Singer and composer Julianna Barwick and harpist Mary Lattimore have been friends, tourmates and kindred musical spirits for a good few years, and both are known for their immersive, delicate and often harmonically complex compositions. It’s surprising that this collaboration took so long to come about. But in a way, it’s good that they waited, because it meant the circumstances were just right (it puts you in mind of one of those desert plants that only blooms once a century and requires precisely the right conditions). The circumstances in this case included a trip to Paris to record in the Philharmonie de Paris using instruments from the Musée de la Musique. Lattimore chose three antique harps and Barwick got her hands on an array of vintage analog synths, and a small part of the appeal of this insanely good record is imagining the glee with which they embraced the chance to play, for the nine-day duration of their recording session, these historically important instruments.
But if you know anything about the way either of these musicians works, you will have guessed that this album was never going to be a simple essay on the music of the past. Both are known for their experimental and broadly modernist leanings, but also for their ability to create pieces of music that conjure up very specific and usually beautiful moods. On Tragic Magic, both the experimentation and the beauty seem to be magnified. They ease us in with Perpetual Adoration, which begins with Lattimore’s pretty harp melody and is soon awash with Barwick’s swooning, soothing vocal. The synths are deployed minimally at first, but grow to create a lush and deeply forested musical landscape.

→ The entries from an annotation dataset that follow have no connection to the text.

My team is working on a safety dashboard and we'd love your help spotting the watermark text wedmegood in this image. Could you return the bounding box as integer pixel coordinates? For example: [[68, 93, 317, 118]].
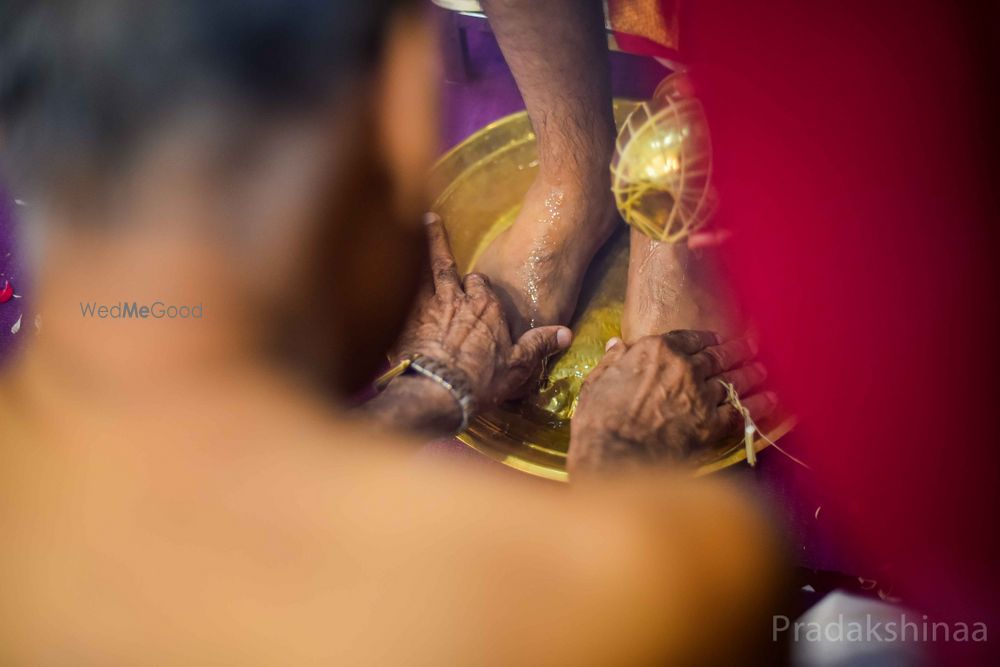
[[80, 301, 205, 320]]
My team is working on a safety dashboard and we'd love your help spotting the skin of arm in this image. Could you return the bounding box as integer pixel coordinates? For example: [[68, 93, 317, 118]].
[[361, 375, 462, 435], [482, 0, 615, 186]]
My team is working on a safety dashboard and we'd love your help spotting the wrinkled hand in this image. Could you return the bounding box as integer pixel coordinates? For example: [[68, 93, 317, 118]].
[[568, 331, 777, 477], [395, 213, 572, 408]]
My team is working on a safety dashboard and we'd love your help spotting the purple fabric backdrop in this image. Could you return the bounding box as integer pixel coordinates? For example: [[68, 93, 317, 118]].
[[0, 12, 844, 571], [0, 188, 23, 364]]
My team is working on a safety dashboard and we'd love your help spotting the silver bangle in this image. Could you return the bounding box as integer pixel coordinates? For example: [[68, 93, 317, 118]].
[[407, 354, 476, 435]]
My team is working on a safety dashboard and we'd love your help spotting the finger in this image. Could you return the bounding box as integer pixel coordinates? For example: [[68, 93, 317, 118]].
[[663, 329, 722, 354], [462, 273, 490, 295], [688, 229, 733, 250], [712, 391, 778, 440], [692, 338, 757, 378], [424, 213, 461, 292], [581, 336, 629, 391], [498, 325, 573, 400], [709, 363, 767, 405]]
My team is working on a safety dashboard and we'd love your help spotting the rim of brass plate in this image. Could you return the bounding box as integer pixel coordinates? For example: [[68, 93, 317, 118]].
[[431, 98, 796, 482]]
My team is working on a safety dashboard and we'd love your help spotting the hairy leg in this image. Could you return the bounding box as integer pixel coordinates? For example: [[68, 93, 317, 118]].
[[476, 0, 615, 334], [622, 229, 742, 343]]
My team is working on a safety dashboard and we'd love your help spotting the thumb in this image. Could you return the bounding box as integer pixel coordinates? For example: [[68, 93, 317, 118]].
[[502, 326, 573, 400]]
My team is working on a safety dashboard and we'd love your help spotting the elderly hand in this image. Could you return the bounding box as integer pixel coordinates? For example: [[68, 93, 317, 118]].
[[378, 213, 572, 434], [568, 331, 777, 477]]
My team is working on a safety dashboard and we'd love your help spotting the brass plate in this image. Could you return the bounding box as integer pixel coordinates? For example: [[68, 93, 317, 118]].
[[432, 99, 794, 481]]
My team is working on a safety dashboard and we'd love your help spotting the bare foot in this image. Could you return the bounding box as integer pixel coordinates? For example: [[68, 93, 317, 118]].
[[474, 174, 617, 336], [622, 229, 742, 343]]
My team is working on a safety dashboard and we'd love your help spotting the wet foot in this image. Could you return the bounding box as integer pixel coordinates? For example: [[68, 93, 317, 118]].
[[622, 229, 742, 343], [474, 174, 618, 335]]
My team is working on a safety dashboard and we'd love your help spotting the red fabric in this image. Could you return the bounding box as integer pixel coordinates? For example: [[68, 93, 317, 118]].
[[682, 0, 1000, 650]]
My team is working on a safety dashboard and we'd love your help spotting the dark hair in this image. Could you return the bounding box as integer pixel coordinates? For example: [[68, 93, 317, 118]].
[[0, 0, 400, 196]]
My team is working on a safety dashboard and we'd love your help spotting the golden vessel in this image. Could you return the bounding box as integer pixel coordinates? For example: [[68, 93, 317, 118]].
[[432, 99, 792, 481]]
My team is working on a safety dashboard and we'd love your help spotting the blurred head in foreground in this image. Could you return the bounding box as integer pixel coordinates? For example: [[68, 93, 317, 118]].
[[0, 0, 435, 390]]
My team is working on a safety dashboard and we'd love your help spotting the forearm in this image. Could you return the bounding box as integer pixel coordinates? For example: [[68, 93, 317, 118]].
[[482, 0, 615, 185], [361, 375, 462, 436]]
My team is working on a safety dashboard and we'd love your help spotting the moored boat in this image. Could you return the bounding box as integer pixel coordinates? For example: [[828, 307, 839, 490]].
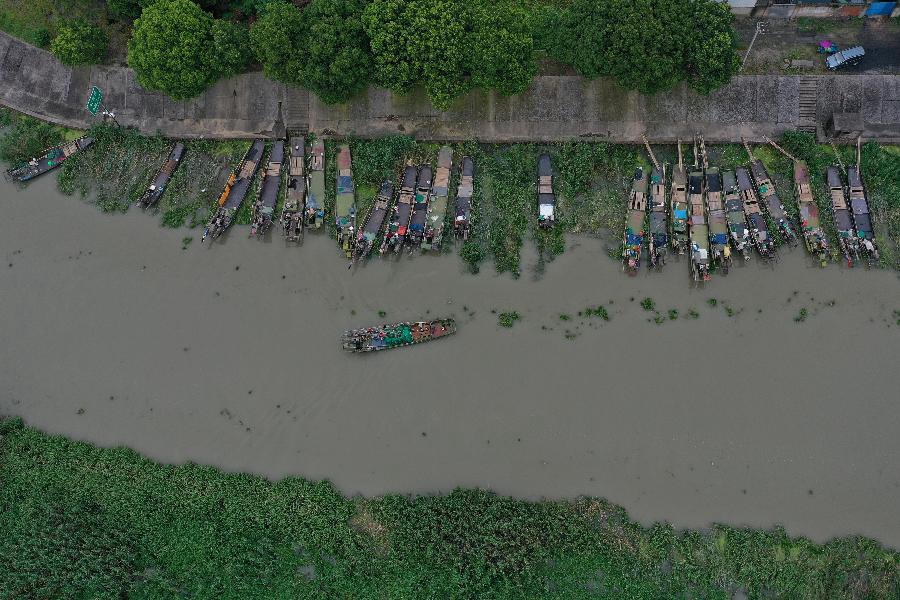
[[538, 154, 556, 229], [250, 140, 284, 236], [379, 164, 419, 254], [745, 144, 797, 246], [303, 140, 325, 229], [453, 156, 475, 240], [825, 166, 859, 267], [200, 140, 266, 243], [847, 138, 879, 265], [422, 146, 453, 252], [669, 140, 690, 255], [722, 171, 753, 260], [281, 136, 306, 242], [341, 319, 456, 352], [622, 167, 648, 275], [334, 144, 356, 258], [354, 180, 394, 260], [735, 167, 778, 261], [6, 136, 94, 183], [407, 165, 434, 252], [137, 142, 184, 208]]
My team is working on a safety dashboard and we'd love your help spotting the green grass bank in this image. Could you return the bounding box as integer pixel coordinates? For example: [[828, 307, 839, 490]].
[[0, 419, 900, 600]]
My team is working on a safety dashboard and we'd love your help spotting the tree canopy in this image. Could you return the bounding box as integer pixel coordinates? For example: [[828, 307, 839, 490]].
[[550, 0, 739, 94], [50, 19, 109, 65], [128, 0, 247, 100]]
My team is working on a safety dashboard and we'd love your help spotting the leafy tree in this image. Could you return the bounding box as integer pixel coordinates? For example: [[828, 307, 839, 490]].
[[50, 19, 109, 65], [469, 6, 537, 96], [128, 0, 241, 100], [685, 0, 741, 94]]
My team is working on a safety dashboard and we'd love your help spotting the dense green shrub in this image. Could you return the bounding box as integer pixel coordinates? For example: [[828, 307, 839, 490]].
[[128, 0, 247, 100], [50, 19, 109, 65]]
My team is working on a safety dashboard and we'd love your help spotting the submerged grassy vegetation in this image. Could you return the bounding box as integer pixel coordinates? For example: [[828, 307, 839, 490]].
[[0, 419, 900, 600]]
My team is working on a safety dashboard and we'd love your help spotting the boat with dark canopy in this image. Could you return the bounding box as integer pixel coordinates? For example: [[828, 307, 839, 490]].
[[138, 142, 184, 208], [250, 140, 284, 236], [354, 180, 394, 260], [200, 140, 266, 243], [6, 136, 94, 183], [453, 156, 475, 240], [341, 319, 456, 352], [379, 164, 419, 254], [281, 136, 306, 242]]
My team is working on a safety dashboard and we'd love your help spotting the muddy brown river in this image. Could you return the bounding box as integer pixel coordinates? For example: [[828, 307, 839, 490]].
[[0, 177, 900, 548]]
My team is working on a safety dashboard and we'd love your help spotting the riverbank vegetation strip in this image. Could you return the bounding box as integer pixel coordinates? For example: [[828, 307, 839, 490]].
[[0, 419, 900, 600]]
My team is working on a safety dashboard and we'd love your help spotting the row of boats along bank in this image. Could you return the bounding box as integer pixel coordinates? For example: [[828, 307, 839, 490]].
[[622, 136, 878, 282], [6, 135, 878, 282]]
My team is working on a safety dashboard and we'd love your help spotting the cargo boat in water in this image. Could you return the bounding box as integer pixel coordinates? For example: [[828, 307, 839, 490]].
[[453, 156, 475, 240], [688, 139, 709, 282], [735, 167, 778, 261], [379, 164, 419, 254], [138, 142, 184, 208], [538, 154, 556, 229], [406, 165, 434, 252], [847, 138, 879, 266], [6, 136, 94, 183], [644, 137, 669, 270], [766, 138, 830, 267], [281, 136, 306, 242], [353, 180, 394, 260], [622, 167, 648, 275], [744, 142, 798, 246], [250, 140, 284, 236], [303, 140, 325, 229], [422, 146, 453, 252], [722, 171, 753, 261], [825, 166, 859, 267], [669, 140, 690, 256], [341, 319, 456, 352], [200, 140, 266, 243], [334, 144, 356, 258]]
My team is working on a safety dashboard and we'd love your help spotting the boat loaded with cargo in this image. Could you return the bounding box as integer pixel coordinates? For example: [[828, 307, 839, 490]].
[[538, 154, 556, 229], [847, 138, 878, 266], [453, 156, 475, 240], [138, 142, 184, 208], [200, 140, 266, 243], [281, 136, 306, 242], [341, 319, 456, 352], [250, 140, 284, 236], [379, 164, 419, 254], [744, 142, 798, 246], [688, 140, 709, 282], [303, 140, 325, 229], [722, 171, 753, 261], [6, 136, 94, 183], [422, 146, 453, 252], [622, 167, 648, 275], [644, 137, 669, 269], [669, 145, 690, 256], [334, 144, 356, 258], [766, 138, 830, 267], [354, 179, 394, 260], [406, 164, 434, 252], [825, 166, 859, 267], [735, 167, 778, 261]]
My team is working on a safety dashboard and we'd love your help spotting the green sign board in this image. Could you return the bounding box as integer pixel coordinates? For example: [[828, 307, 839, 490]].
[[87, 85, 103, 115]]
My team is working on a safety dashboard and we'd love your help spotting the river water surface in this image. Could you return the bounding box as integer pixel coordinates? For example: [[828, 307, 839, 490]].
[[0, 177, 900, 548]]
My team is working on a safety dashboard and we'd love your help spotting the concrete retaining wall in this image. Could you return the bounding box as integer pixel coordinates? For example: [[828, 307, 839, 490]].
[[0, 33, 900, 142]]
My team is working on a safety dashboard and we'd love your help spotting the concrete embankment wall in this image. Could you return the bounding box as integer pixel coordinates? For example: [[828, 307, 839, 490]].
[[0, 32, 900, 142]]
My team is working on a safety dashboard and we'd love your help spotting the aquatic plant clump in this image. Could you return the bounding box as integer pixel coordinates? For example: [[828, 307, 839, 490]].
[[0, 419, 900, 600]]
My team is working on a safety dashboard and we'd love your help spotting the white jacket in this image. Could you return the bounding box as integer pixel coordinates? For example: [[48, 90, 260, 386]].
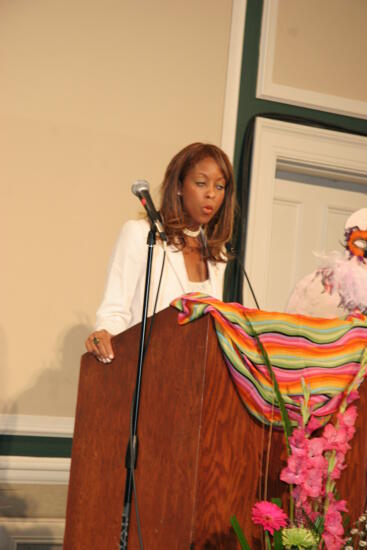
[[95, 220, 226, 334]]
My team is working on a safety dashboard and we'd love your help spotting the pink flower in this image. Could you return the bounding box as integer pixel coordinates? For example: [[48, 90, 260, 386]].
[[302, 468, 323, 498], [306, 416, 321, 434], [322, 500, 347, 550], [322, 531, 345, 550], [337, 405, 358, 441], [289, 428, 308, 457], [280, 455, 306, 485], [251, 500, 288, 535], [330, 452, 347, 479], [323, 424, 350, 454]]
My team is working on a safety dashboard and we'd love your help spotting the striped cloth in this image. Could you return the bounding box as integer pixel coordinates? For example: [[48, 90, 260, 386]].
[[171, 292, 367, 427]]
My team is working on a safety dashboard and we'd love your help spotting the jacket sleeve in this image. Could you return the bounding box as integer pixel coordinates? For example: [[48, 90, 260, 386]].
[[95, 220, 149, 334]]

There is always the possibility with music that falls in or adjacent to the category of ‘new age’ that it might start sounding too mannered, too twee or too samey. Tragic Magic avoids all of these pitfalls with admirable dexterity. Every track changes things up, if only by subtle means. The Four Sleeping Princesses marries neo-classical stylings with post-rock’s slow build, while employing a technique of repetition and slight change that owes something to minimalism. As a result, the mood shifts within the track’s seven minutes from serenity to something more unnerving, and then to an extended moment of release, where Barwick’s vocals approach the richness and strangeness of Liz Fraser. On Haze With No Haze, Lattimore’s simple harp motif develops in multiple directions, becoming a complex theme over which Barwick’s voice floats freely, multitracked and looped. About two-thirds of the way through, the song takes on an icier cast, as the harp rises in pitch, its notes seeming to multiply in little explosions, before it drops out altogether, leaving only the warm tones of the synth.
Barwick’s synth sets the tone for Stardust, a sweeping, futuristic foray into deep time and space that bears comparison to Stratosfear-era Tangerine Dream. It includes the album’s most percussive passages. Closing track Melted Moon is, by contrast, the most starkly present composition here. Created as a response to the California wildfires that broke out just before the pair recorded the album, its filigree-like harp patterns seek solace in small and natural things, while it is notable for containing Barwick’s clearest and most unfiltered vocals. While it is plaintive and worried, it also possesses a strength and hope that can be felt through Lattimore’s playing, which has a determined and unbroken quality.
The variety of mood and style makes itself felt in other ways too. We are even treated to a couple of covers. Roger Eno’s Temple of the Winds is a small, fluttering delight which splices baroque and modern elements so successfully you can’t see the joins, and Rachel’s Song, from the Blade Runner soundtrack, seems to show us a markedly different future world to Vangelis’ original vision: a cold and depopulated place, perhaps, but one that still has the potential for beauty and love. And those two things, beauty and love, seem to be at the heart of Tragic Magic. It is a radiant album, confident in its unique sound, which lingers in the memory long after its last notes fade out.